Not your "typical" child; a "classified" child.
Not your average child.
Just Charlie, himself.
I'm of the sort who's inclined to think it a good thing that we can identify autistic persons and count them and to the extent that there seems to be an increase in the autism rate.
Increased awareness (an amorphous term, I know) and understanding (though still imperfect and partial, but it grows by fits and starts) have meant that there are programs, schools, services, though never enough and never quite as one would like, never quite accommodating enough for one's child. The big autism center that Charlie now attends was only built in the last couple of years and it's almost at its full capacity of some 200-225 students.
Though it should be noted that not all of the students are just like Charlie and, for some, "autism" is only one of the diagnoses they have. Is it possible that some of those students were given "autism" as a diagnosis with a view to what this diagnosis brings?

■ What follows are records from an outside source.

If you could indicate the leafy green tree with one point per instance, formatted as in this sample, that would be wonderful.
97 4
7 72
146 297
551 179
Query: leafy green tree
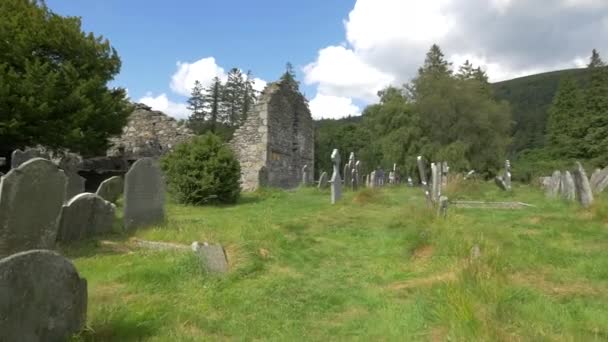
564 131
54 82
595 61
203 170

Or because "autism" helps to explain something about these children's learning styles, communication, ways of being in the world?
And if "autism" is the word, or one of them, that helped something like the BAC to get built, not a bad thing. Indeed, a quite good thing. I don't think there is a public school out there that Charlie could be a student in at this point. He needs a place where he can be as he is, so that he can keep learning. I don't know if someone was thinking about autistic individuals' sensory needs when they designed the cavernous space of the BAC, but with the snow and cold here now, we know it's a very good thing for Charlie to have so much space to move around in, no matter what the weather. I don't know if every student has that need but he certainly does, and it's been very heartening to see those individual needs of his acknowledged and accommodated for. Certainly we hope that the needs of all the other students at the BAC are also so addressed, and that there are and can be other schools created where students on the spectrum's needs can be met. (And especially I would say, for my friend Emily's TH.)

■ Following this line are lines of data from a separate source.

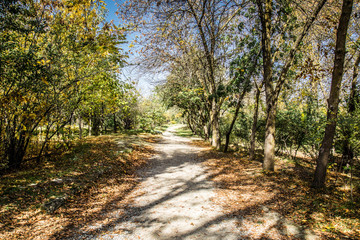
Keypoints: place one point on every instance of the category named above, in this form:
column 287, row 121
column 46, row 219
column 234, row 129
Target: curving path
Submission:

Thursday was good and quiet and peaceful in these parts. Charlie and some of his classmates made a trip to the supermarket where he shopped for Saltines and tissues using a list (with photos and words) prepared by his teacher. Due to standstill Skyway traffic, I was late to pick him up and hurriedly called the office; it was all treated as no big deal. (I was only some seven minutes later than usual, as it was.) Charlie had a "second lunch snack" and then we sat together at the laptop, me spelling out words for him to enter into the YouTube search box. He didn't want to go for any walks or (unusual!) rides in the white car, but spent the rest of the day hanging in his room or asking for more time on the computer. He munched happily at a bowl of rice and big pieces of golden crust (scraped from the bottom of the pot). He jumped so high on his bed I ran in to make sure he wasn't knocking the ceiling with his head (he wasn't). We had a couple of exchanges about old friends in Minnesota, Portia (little does she know how popular she is in our household), and my parents. We read the social story about our upcoming trip to California.
"Bedtime," said Charlie at 7.45pm.
I'll admit my beloved boy is probably not the "easiest" of children to parent (what child is?). But if CDC data reveals that the likes of Charlie are more common, it's nothing to protest, or shrink from, or wish it were otherwise.
I'm just always so glad Charlie (out like a light at twenty past 8) is here.